# What is the novak havoc?



## Hudson Hornet ! (Nov 21, 2007)

I keep hearing about this new speedo from novak, the havoc. Does anyone have any info on this? Is this a smaller speedo than we are used to?


----------



## DAVON (Aug 18, 2005)

Hudson Hornet ! said:


> I keep hearing about this new speedo from novak, the havoc. Does anyone have any info on this?
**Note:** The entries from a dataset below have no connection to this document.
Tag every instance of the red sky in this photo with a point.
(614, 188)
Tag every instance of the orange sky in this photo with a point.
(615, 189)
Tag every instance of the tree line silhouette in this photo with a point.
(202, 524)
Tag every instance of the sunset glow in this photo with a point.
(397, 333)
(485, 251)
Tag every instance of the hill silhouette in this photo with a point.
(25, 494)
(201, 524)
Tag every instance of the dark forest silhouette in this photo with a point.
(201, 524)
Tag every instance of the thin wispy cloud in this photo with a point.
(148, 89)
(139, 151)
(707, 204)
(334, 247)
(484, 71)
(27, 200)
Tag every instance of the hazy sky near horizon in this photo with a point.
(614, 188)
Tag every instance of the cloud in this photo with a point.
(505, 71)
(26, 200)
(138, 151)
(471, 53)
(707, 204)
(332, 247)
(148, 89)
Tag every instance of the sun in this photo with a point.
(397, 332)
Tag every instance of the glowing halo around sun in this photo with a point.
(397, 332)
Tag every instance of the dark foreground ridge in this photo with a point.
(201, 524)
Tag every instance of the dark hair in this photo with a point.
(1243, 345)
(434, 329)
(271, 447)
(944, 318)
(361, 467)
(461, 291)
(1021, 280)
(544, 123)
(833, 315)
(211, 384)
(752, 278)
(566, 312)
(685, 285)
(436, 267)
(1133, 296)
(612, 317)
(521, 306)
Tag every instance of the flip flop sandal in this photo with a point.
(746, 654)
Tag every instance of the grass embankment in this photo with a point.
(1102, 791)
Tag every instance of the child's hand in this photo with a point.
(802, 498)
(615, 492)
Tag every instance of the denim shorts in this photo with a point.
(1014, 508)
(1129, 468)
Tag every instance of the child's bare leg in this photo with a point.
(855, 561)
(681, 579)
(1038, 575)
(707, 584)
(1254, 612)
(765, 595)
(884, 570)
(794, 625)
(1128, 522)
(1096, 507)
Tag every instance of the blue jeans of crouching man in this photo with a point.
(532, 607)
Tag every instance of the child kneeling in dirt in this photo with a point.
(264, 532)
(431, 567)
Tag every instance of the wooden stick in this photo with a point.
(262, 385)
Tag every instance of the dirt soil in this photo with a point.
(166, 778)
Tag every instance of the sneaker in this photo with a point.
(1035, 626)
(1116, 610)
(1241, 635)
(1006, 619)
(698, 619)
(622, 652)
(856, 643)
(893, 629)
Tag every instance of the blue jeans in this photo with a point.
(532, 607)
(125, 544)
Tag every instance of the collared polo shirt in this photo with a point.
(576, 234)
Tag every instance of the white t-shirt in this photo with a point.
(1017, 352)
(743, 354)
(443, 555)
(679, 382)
Is this a smaller speedo than we are used to?


HERE'S ALL THE INFO ON IT...:woohoo:

http://www.teamnovak.com/products/brushless/havoc_sport/index.html


----------



## Robertw321 (Apr 26, 2002)

DAVON said:


> HERE'S ALL THE INFO ON IT...:woohoo:
> 
> http://www.teamnovak.com/products/brushless/havoc_sport/index.html


 
Looking at the size and specs, it's just a rebadged XBR.


----------



## 420 Tech R/C (Sep 15, 2006)

Yep , just a rebadged XBR. Probally has some software difference or something, but hardware wise It's an XBR


----------



## Donnie_99 (Sep 25, 2001)

yea u think novak would at least try to build a smaller brushless only speedo


----------



## NovakTwo (Feb 8, 2006)

Donnie_99 said:


> yea u think novak would at least try to build a smaller brushless only speedo


 We did. It's called the Mongoose....

Some racers are using it with the 17.5 motor, 4 cell, in 12th scale cars.


----------



## Hudson Hornet ! (Nov 21, 2007)

Novak two, what will the havoc be priced at?


----------



## NovakTwo (Feb 8, 2006)

Hudson Hornet ! said:


> Novak two, what will the havoc be priced at?


Street price is $139.99.


----------



## Hudson Hornet ! (Nov 21, 2007)

Is that for the esc and a motor, or just the esc. Also, what are some of the differences between the havoc and the xbr? I am in the market for a system, and I will definetly want a Novak, but I am having trouble deciding. Thanks in advance for the answers.


----------



## NovakTwo (Feb 8, 2006)

Hudson Hornet ! said:


> Is that for the esc and a motor, or just the esc. Also, what are some of the differences between the havoc and the xbr? I am in the market for a system, and I will definetly want a Novak, but I am having trouble deciding. Thanks in advance for the answers.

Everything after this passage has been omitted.